2. Yes, the obvious thing to do is to replace the original O2 sensors because the ones that came with the extractor may be of a different specification or even faulty and that may be causing the heavy fuel consumption. Also you should remember that the extractor may be improving your gas flow and giving better performance and you may also driving the car harder, resulting in heavier consumption.

Squealing Brakes

Two months ago, I changed the front wheels brake pads of my Honda Civic automatic 1993. But since then, it produces a squealing sound whenever I use the brakes for the first km of driving but thereafter, there is no sound. The squeal is louder during cold weather.
The mechanic said it normal as the contents of the brake pads contain metal which causes the sound. Is this true?

There are several causes of brake squeal, mostly due to the brake pads vibrating because of rust on the pad backing plates or rust on the brake dust on the pads themselves.
In your case, it may be rust on the brake discs as a very thin layer of rust develops on the discs when the car is parked overnight, and on initial application of the brakes, this is causing the pad to vibrate. After a couple of applications, the layer is removed and the disc is smooth again and the squealing stops.
One solution is to remove the brake pads, clean the back and apply a thin layer of graphite-based grease on the back. The will reduce the chances of the pads vibrating and possibly eliminate the squealing altogether. Very hard brake linings can also cause squealing but that would happen almost every time you brake and not just in the morning.

Steering Wheel Vibrates

When my 1984 Proton Saga is idling, the steering wheel vibrates. When I step lightly on the accelerator, the vibrations case then return when I lift my foot off the pedal.
A mechanic fiddled with the carburettor and the vibrations went away, all this when the engine had been running for a few hours. when I started the car next morning, the vibrations returned.
What happened to those electronic tuning machines? I don't see them anymore. Most mechanics tune by ears now.

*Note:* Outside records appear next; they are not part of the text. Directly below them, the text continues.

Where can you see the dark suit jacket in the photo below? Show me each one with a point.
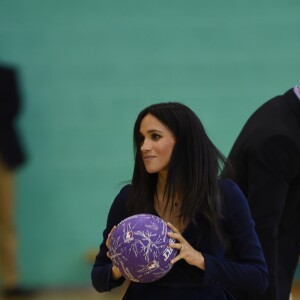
(265, 163)
(11, 150)
(188, 282)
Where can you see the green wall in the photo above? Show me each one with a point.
(87, 67)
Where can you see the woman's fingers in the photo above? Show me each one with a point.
(109, 236)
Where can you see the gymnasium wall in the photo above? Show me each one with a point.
(87, 67)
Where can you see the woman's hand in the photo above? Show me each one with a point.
(186, 251)
(115, 272)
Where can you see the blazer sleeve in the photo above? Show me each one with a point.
(101, 271)
(248, 271)
(272, 166)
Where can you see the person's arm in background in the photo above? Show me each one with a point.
(271, 168)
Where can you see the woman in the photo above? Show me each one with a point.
(176, 178)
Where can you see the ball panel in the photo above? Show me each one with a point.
(139, 248)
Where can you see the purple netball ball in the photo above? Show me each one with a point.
(139, 247)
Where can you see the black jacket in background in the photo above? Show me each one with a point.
(265, 163)
(11, 150)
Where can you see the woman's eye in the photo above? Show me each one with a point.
(155, 136)
(140, 140)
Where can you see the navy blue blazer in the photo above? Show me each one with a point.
(248, 271)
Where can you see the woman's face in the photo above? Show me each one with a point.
(157, 143)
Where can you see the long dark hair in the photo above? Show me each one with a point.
(193, 170)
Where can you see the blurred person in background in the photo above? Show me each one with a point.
(11, 157)
(265, 162)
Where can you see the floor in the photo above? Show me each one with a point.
(90, 294)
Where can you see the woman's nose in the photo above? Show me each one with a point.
(146, 145)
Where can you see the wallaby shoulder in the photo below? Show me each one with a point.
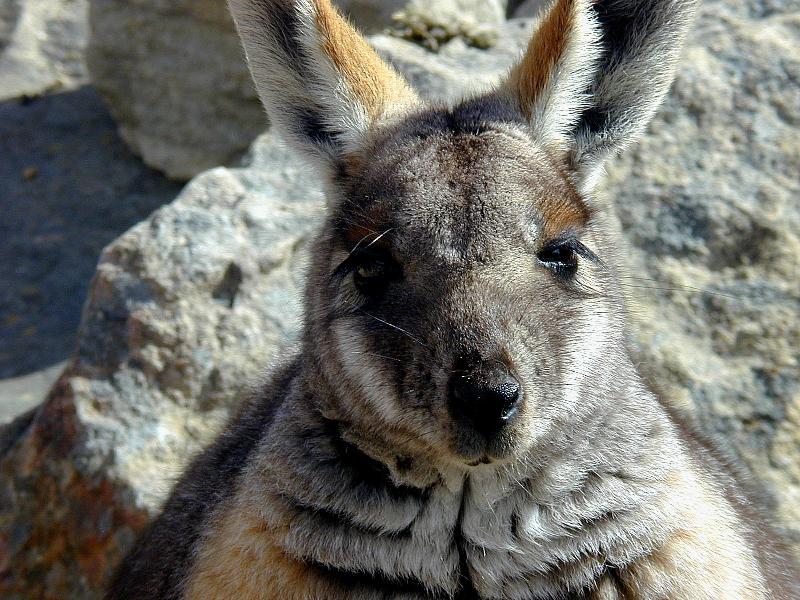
(717, 461)
(162, 557)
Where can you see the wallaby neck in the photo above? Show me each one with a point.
(544, 511)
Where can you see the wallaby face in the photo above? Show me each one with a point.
(466, 292)
(460, 288)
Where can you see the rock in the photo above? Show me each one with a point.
(184, 310)
(530, 9)
(42, 46)
(435, 23)
(457, 68)
(707, 203)
(710, 203)
(173, 76)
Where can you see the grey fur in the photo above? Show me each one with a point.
(350, 463)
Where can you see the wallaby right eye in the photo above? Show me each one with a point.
(372, 274)
(561, 256)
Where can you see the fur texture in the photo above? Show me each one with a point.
(463, 242)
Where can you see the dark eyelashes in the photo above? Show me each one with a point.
(355, 258)
(571, 242)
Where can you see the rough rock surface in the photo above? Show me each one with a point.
(184, 310)
(183, 107)
(708, 204)
(42, 45)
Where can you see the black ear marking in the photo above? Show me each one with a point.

All four-cylinder engines have vibrations at low speeds, especially at idling. When the car is new and all the engine mountings are relatively soft, one does not feel the vibrations as they are absorbed by the mountings. As the mountings get older, they tend to get harder and the vibrations are easily felt. Also, the load of the air conditioning compressor tends to make engine vibrate more at idling and if the idle speed is increased slightly, the vibrations will go away. If the idling speed is not excessive like 1000 rpm, a slight increase of idle speed can eliminate the vibrations.
Otherwise, you may need a tune-up including valve tappet adjusment to get the engine to run more smoothly.